Hybrid Nanostructures

Nanoforschungszentrum feiert Richtfest in Bahrenfeld

Am Donnerstag feierten die Beteiligten das Richtfest für das neue Forschungszentrum in Bahrenfeld

Am Donnerstag feierten die Beteiligten das Richtfest für das neue Forschungszentrum in Bahrenfeld

Foto: Beate Zoellner / HA

Hamburger Wissenschaftler wollen auf dem Bahrenfelder Campus Verbindungen aus biologischem Gewebe und Elektronik untersuchen.

Hamburg.  Mit winzigen bioelek-tronischen Implantaten zerstörte Sinne zu ersetzen und so Blinden, Gehörlosen oder Gelähmten zu helfen – das ist eine Vision des Centers for Hybrid Nanostructures (CHYN), das 2017 auf dem Forschungscampus in Bahrenfeld eröffnet werden soll. Am Donnerstag feierten 130 Gäste das Richtfest für den Bau, in den Hamburg und der Bund mehr als 61 Millionen Euro investieren.

Auf einer Fläche von 4650 Quadratmetern sollen Physiker, Chemiker, Biologen und Mediziner erforschen, wie sich elektronische und biologische Materialien verbinden lassen, um so neue Anwendungen für die Medizintechnik zu entwickeln. Weitere Schwerpunkte bilden Forschungen zu Datenspeichern und Batterien, die auf Nanotechnik basieren. Nanoteilchen haben eine Größe von wenigen Atomen bis zu 100 Nanometern. Ein Nanometer ist ein millionstel Millimeter.

Der interdisziplinäre Ansatz des CHYN sei weltweit einzigartig, sagte Hamburgs Wissenschaftssenatorin Katharina Fegebank (Grüne). „Forschungsbauten sind Bekenntnisse. Sie bekunden: Diese Forschungsrichtung hat Zukunft“, sagte Fegebank. „Wir erhoffen uns davon technische und gesellschaftliche Fortschritte.“

Das Gebäude und die künftige Technik seien „ein Traum für Wissenschaftler“, sagte Robert Blick, Leiter des Instituts für Nanostruktur- und Festkörperphysik an der Universität Hamburg und künftiger Direktor des CHYN. Der Professor arbeitete zuletzt in den USA und davor in München. Acht Arbeitsgruppen aus seinem Institut, die bisher an der Jungiusstraße 11 untergebracht sind, sollen in dem Neubau arbeiten, der Platz für insgesamt 180 Wissenschaftler bietet.
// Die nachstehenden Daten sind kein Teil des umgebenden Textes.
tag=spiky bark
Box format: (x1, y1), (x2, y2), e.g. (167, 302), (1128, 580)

Teil der besonderen Ausstattung ist etwa ein 250 Quadratmeter großer Reinraum, in den die Forscher durch eine Schleuse gelangen werden. Um die Instrumente und Proben dort nahezu staubfrei zu halten, soll durch die Decke Luft in den Raum hineingepresst werden, die kontinuierlich durch 628 Löcher im Boden abgesaugt wird. Geplant sind zudem Labore mit besonderem Schutz vor Erschütterungen und Schwingungen.

Der Neubau befindet sich in der Nachbarschaft des Deutschen Elektronen-Synchrotrons (Desy) und des Zentrums für Freie-Elektronen-Laser (CFEL), wo Forscher etwa mit extrem hellen Röntgenlasern die Struktur von Biomolekülen und Festkörpern untersuchen. Geplant ist, dass ein reger Austausch mit den Nanowissenschaftlern vom CHYN stattfindet und sich beide Seiten unterstützen.
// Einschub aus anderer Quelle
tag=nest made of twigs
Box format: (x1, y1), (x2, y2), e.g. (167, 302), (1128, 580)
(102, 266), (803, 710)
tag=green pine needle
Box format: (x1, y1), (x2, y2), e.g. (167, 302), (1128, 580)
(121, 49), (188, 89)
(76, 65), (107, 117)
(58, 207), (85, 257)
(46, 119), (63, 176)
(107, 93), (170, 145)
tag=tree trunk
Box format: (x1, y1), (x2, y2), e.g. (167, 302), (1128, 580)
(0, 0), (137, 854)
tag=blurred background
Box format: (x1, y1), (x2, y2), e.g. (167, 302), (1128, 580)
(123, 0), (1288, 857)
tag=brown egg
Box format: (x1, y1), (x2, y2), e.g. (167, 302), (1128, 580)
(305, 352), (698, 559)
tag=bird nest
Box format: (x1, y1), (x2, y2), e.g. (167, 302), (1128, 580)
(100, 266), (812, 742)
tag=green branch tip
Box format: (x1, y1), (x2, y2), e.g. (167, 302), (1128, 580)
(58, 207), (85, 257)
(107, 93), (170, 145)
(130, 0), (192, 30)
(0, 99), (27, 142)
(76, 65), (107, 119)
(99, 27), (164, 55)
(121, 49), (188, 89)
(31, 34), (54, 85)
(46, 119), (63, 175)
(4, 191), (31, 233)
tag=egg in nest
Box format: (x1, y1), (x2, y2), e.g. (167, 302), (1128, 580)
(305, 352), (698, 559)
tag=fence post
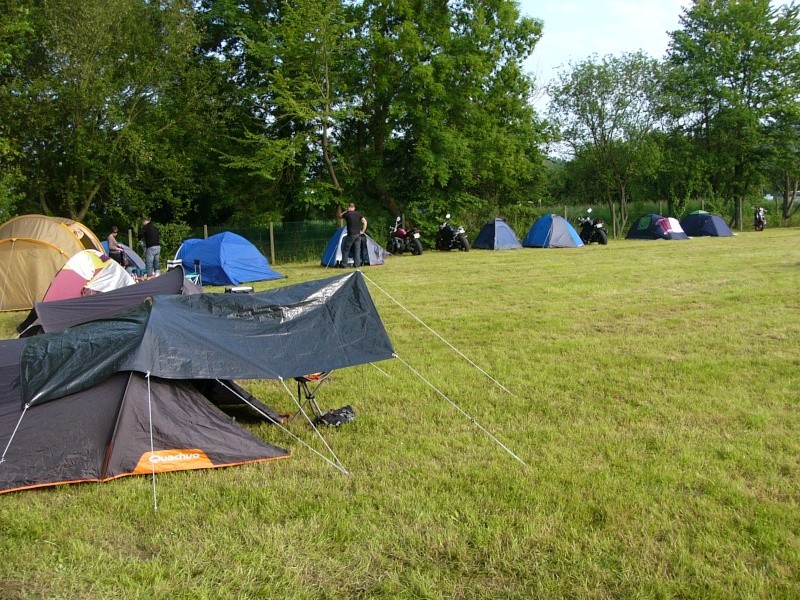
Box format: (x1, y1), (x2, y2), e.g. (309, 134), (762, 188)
(269, 221), (275, 265)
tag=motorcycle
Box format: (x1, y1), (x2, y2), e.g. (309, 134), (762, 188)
(578, 208), (608, 246)
(753, 206), (767, 231)
(386, 217), (422, 256)
(435, 213), (469, 252)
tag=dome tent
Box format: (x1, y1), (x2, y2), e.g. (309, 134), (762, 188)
(472, 218), (522, 250)
(681, 210), (733, 237)
(522, 214), (583, 248)
(625, 214), (689, 240)
(0, 215), (103, 311)
(175, 231), (286, 285)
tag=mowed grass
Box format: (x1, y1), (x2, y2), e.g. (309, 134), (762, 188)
(0, 229), (800, 599)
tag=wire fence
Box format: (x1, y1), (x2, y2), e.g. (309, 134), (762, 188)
(198, 221), (339, 264)
(192, 202), (792, 264)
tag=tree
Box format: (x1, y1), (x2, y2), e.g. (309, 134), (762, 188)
(550, 52), (661, 235)
(342, 0), (543, 219)
(0, 0), (32, 222)
(3, 0), (213, 224)
(228, 0), (356, 220)
(665, 0), (800, 227)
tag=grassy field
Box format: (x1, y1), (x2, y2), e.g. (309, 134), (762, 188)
(0, 229), (800, 599)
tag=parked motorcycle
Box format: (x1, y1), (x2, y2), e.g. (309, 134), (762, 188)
(386, 217), (422, 256)
(435, 213), (469, 252)
(578, 208), (608, 246)
(753, 206), (767, 231)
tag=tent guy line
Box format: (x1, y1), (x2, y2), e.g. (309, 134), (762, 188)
(145, 371), (158, 513)
(394, 354), (528, 467)
(361, 272), (516, 398)
(215, 379), (350, 475)
(278, 377), (350, 475)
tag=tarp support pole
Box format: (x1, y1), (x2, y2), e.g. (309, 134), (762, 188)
(278, 377), (350, 475)
(215, 379), (350, 475)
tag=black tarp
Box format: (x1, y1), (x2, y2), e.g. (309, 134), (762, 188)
(20, 271), (394, 406)
(18, 267), (202, 337)
(0, 340), (290, 493)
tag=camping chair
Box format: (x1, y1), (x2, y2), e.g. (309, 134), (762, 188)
(184, 258), (203, 286)
(289, 371), (332, 421)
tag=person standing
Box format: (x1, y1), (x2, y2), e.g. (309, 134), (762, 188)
(139, 217), (161, 277)
(107, 225), (125, 267)
(336, 202), (367, 269)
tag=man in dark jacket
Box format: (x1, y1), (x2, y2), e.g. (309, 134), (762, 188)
(337, 202), (367, 269)
(139, 217), (161, 277)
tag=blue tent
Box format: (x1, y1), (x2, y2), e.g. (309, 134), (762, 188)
(472, 219), (522, 250)
(522, 214), (583, 248)
(625, 214), (689, 240)
(175, 231), (286, 285)
(681, 210), (733, 237)
(321, 227), (389, 267)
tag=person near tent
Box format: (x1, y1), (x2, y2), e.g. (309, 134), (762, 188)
(336, 202), (367, 269)
(108, 225), (125, 267)
(139, 217), (161, 277)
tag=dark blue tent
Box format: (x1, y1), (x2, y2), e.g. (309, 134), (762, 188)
(321, 227), (389, 267)
(681, 210), (733, 237)
(625, 214), (689, 240)
(522, 214), (583, 248)
(175, 231), (286, 285)
(472, 219), (522, 250)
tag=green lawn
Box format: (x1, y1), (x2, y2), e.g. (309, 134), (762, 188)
(0, 229), (800, 600)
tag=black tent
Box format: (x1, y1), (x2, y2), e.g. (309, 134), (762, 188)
(0, 271), (394, 492)
(681, 210), (733, 237)
(0, 339), (290, 493)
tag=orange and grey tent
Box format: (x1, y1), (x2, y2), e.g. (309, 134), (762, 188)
(0, 215), (103, 311)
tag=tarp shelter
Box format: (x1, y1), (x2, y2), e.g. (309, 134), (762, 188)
(321, 227), (389, 267)
(0, 215), (103, 311)
(0, 338), (290, 493)
(625, 214), (689, 240)
(0, 272), (394, 491)
(17, 267), (202, 337)
(42, 250), (136, 302)
(175, 231), (286, 285)
(681, 210), (733, 237)
(20, 271), (394, 404)
(472, 219), (522, 250)
(522, 214), (583, 248)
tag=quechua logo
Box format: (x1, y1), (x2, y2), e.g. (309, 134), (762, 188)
(133, 448), (214, 475)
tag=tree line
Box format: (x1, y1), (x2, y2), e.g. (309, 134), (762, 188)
(0, 0), (800, 238)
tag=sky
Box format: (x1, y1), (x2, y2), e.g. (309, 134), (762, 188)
(518, 0), (691, 108)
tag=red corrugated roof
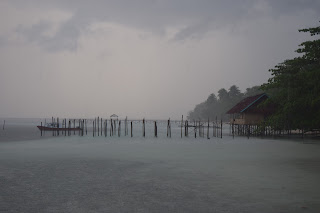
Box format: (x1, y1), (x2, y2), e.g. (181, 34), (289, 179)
(227, 93), (268, 114)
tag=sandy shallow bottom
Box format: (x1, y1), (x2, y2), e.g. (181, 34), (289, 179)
(0, 121), (320, 213)
(0, 136), (320, 212)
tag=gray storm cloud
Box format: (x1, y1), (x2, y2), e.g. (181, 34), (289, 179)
(0, 0), (320, 118)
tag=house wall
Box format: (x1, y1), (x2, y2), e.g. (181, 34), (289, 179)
(231, 113), (264, 124)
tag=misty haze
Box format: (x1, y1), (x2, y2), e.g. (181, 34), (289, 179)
(0, 0), (320, 213)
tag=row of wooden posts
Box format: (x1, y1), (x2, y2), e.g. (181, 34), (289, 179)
(230, 123), (318, 138)
(41, 116), (222, 139)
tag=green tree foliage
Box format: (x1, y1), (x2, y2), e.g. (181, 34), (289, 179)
(262, 23), (320, 130)
(188, 85), (261, 120)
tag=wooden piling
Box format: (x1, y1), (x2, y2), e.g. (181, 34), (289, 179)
(207, 118), (210, 139)
(181, 115), (183, 138)
(142, 119), (146, 137)
(221, 119), (222, 138)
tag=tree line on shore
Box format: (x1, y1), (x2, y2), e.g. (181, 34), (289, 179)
(188, 22), (320, 131)
(188, 85), (262, 120)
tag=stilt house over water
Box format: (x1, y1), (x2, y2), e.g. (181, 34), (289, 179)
(227, 93), (270, 125)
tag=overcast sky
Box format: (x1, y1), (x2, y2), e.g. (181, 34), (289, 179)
(0, 0), (320, 119)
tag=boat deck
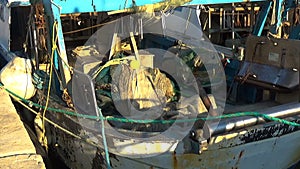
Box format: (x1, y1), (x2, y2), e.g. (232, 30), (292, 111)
(0, 88), (46, 169)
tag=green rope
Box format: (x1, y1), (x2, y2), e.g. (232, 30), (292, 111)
(0, 83), (300, 127)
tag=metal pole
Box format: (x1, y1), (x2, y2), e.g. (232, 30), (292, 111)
(203, 103), (300, 136)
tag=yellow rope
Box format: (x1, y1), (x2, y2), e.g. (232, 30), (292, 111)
(42, 21), (58, 150)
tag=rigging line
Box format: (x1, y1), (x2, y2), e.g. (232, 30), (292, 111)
(63, 19), (118, 35)
(42, 21), (58, 149)
(9, 93), (99, 147)
(98, 108), (111, 169)
(0, 83), (300, 127)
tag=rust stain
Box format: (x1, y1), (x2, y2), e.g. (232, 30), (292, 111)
(238, 150), (245, 160)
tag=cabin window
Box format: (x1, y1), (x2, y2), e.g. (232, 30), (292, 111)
(0, 4), (5, 22)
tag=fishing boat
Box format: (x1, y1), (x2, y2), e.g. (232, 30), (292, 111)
(0, 0), (300, 168)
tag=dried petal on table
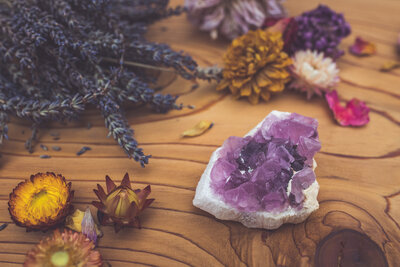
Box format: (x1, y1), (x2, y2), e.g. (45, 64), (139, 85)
(380, 60), (400, 72)
(325, 90), (369, 126)
(23, 229), (103, 267)
(182, 120), (214, 137)
(349, 37), (376, 57)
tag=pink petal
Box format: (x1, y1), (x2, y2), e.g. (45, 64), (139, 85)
(325, 90), (369, 126)
(349, 37), (376, 56)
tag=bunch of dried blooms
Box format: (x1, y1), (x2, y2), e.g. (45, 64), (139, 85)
(0, 0), (204, 166)
(185, 0), (286, 40)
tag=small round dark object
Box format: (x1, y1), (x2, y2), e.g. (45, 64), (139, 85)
(315, 229), (388, 267)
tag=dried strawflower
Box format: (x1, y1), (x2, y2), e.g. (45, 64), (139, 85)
(185, 0), (286, 40)
(325, 90), (369, 126)
(65, 208), (102, 244)
(182, 120), (214, 137)
(217, 29), (292, 104)
(24, 230), (103, 267)
(291, 5), (351, 59)
(92, 173), (154, 232)
(349, 37), (376, 56)
(379, 60), (400, 72)
(289, 50), (339, 99)
(8, 172), (74, 231)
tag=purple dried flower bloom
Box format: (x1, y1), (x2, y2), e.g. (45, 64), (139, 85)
(82, 207), (97, 244)
(290, 5), (351, 59)
(185, 0), (286, 39)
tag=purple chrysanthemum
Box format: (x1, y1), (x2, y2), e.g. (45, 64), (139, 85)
(185, 0), (286, 39)
(291, 5), (351, 59)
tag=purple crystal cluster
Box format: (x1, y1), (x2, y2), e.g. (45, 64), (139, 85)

Dieser Verbund soll um weitere Forschungseinrichtungen erweitert werden, etwa das Centre for Structural Systems Biology (CSSB), das im September Richtfest feierte. Dort wollen Forscher die Angriffsmechanismen von Krankheitserregern bis auf wenige Atome genau studieren, um bessere Medikamente entwickeln zu können.